Dans les relâches, madame Freycinet recevait les hommages des autorités en femme du monde qui sait à son tour rendre une politesse et qui s’efface volontiers au profit de tous. Chez une femme, la modestie est souvent de l’héroïsme.

Ce fut un jour bien douloureux pour elle que celui où, parlant de l’Île-de-France et passant à contre-bord d’un navire qui venait du Havre, nous apprîmes, quelques heures plus tard, à Bourbon, que le trois mâts de qui nous avions reçu le salut d’usage portait au Port-Louis sa sœur, qui s’y rendait comme institutrice, et à qui elle ne put pas même presser la main !
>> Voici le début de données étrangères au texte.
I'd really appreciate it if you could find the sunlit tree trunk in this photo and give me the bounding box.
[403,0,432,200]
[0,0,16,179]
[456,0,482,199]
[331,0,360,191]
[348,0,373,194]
Vous comprenez que, pendant les relâches difficiles, dans les pays sauvages, où les regards étaient effrayés de certains tableaux odieux, madame Freycinet se trouvait constamment réléguée à bord ; et l’on devine si celte vie de couvent aurait dû être pénible pour celle qui n’eût pas accepté, dès le jour du départ, tous les sacrifices dont elle avait d’avance mesuré la grandeur.

Et pour tant d’ennuis, de fatigues, de dangers, pourtant de misères, quelle récompense acquise ? quelle gloire ?

Hélas ! que lui importe, à cette femme courageuse, enlevée si jeune à ses amis et à ses admirateurs, qu’on ait donné son nom à une petite île d’une lieue de diamètre au plus, à un rocher à pic entouré de récifs, que nous avons découvert au milieu de l’Océan Pacifique ?

Voilà tout, cependant… un écueil dangereux signalé aux navigateurs. N’est-ce pas là aussi, peut-être, la morale du voyage de madame Freycinet ? N’est-ce pas un triste et utile enseignement pour toute hardie voyageuse qui serait tentée de suivre ses traces ?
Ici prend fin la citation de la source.